Seared Scallops with Chestnut Puree

Blood orange vinaigrette brightens this simple dish.

Preparation time

  • Yield Serves 4
  • Total time 30 Minutes


  • 1 cup packaged precooked chestnuts
  • 1/2 cup crushed packaged precooked chestnuts
  • 1 cup whole milk
  • 1/2 teaspoon kosher salt, divided
  • 1/2 teaspoon freshly ground black pepper, divided
  • 2 1/2 tablespoons fresh blood orange juice
  • 1 tablespoon red wine vinegar
  • 1 tablespoon olive oil
  • 16 diver sea scallops (about 1 1/2 pounds)
  • 1 tablespoon canola oil
  • 2 tablespoons butter
  • 1 1/2 teaspoons chopped fresh thyme


  1. Preheat oven to 375°.
  2. Place 1 cup chestnuts on a baking sheet, bake at 375° for 10 minutes or until golden brown.
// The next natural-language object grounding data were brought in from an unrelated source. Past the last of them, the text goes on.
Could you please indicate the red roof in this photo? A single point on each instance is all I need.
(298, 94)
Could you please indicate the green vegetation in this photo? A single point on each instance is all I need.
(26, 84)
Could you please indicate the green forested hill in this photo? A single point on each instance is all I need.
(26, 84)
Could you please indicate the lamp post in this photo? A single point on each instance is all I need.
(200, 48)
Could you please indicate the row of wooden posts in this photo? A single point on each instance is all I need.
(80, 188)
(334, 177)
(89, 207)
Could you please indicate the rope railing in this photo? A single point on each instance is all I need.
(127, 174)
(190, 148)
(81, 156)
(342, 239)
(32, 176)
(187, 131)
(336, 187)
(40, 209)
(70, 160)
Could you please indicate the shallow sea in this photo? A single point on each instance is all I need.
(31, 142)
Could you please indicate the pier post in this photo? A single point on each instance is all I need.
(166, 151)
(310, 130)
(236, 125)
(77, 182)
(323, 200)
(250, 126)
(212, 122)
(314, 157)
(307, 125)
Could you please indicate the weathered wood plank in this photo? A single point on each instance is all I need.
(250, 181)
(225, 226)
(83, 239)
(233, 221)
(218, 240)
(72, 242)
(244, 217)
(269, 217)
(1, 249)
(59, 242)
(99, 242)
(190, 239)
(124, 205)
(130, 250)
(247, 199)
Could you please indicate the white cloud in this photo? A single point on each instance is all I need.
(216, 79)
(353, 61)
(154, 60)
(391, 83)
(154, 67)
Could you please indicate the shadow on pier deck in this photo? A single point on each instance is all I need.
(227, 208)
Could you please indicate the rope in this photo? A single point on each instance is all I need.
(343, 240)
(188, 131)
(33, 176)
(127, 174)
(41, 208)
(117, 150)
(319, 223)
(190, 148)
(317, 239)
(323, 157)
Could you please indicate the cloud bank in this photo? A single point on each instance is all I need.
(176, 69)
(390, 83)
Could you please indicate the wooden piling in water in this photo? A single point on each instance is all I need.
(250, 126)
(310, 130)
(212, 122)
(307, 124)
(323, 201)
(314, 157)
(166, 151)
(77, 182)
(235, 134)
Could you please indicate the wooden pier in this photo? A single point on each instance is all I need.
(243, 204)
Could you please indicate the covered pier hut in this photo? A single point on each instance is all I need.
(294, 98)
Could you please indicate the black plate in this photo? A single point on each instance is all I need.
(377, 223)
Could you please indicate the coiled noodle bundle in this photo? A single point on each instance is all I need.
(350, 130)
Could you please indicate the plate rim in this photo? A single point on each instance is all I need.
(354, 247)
Place 1/2 cup crushed chestnuts on a baking sheet, bake at 375° for 5 minutes or until golden brown. Set aside.
  3. Combine toasted whole chestnuts and milk in a blender, process until smooth. Heat a small saucepan over medium heat. Add chestnut mixture, 1/4 teaspoon salt, and 1/4 teaspoon pepper to pan, cook 3 minutes or until thoroughly heated, stirring occasionally. Keep warm.
  4. Combine juice, vinegar, and olive oil in a small bowl, stirring well with a whisk.
  5. Heat a large cast-iron skillet over medium-high heat. Sprinkle scallops with remaining 1/4 teaspoon salt and 1/4 teaspoon pepper. Add canola oil to pan, swirl to coat. Add scallops, working in batches if necessary to avoid crowding, cook 3 minutes or until browned on both sides and done, turning once. Pour off any oil. Reduce heat to medium. Add butter, cook 2 minutes or until browned. Stir in thyme.
  6. Place 5 tablespoons puree on each of 4 plates, top each serving with 4 scallops. Drizzle each with 1 1/2 teaspoons butter mixture and 1 tablespoon juice mixture. Top each with 2 tablespoons toasted crushed chestnuts.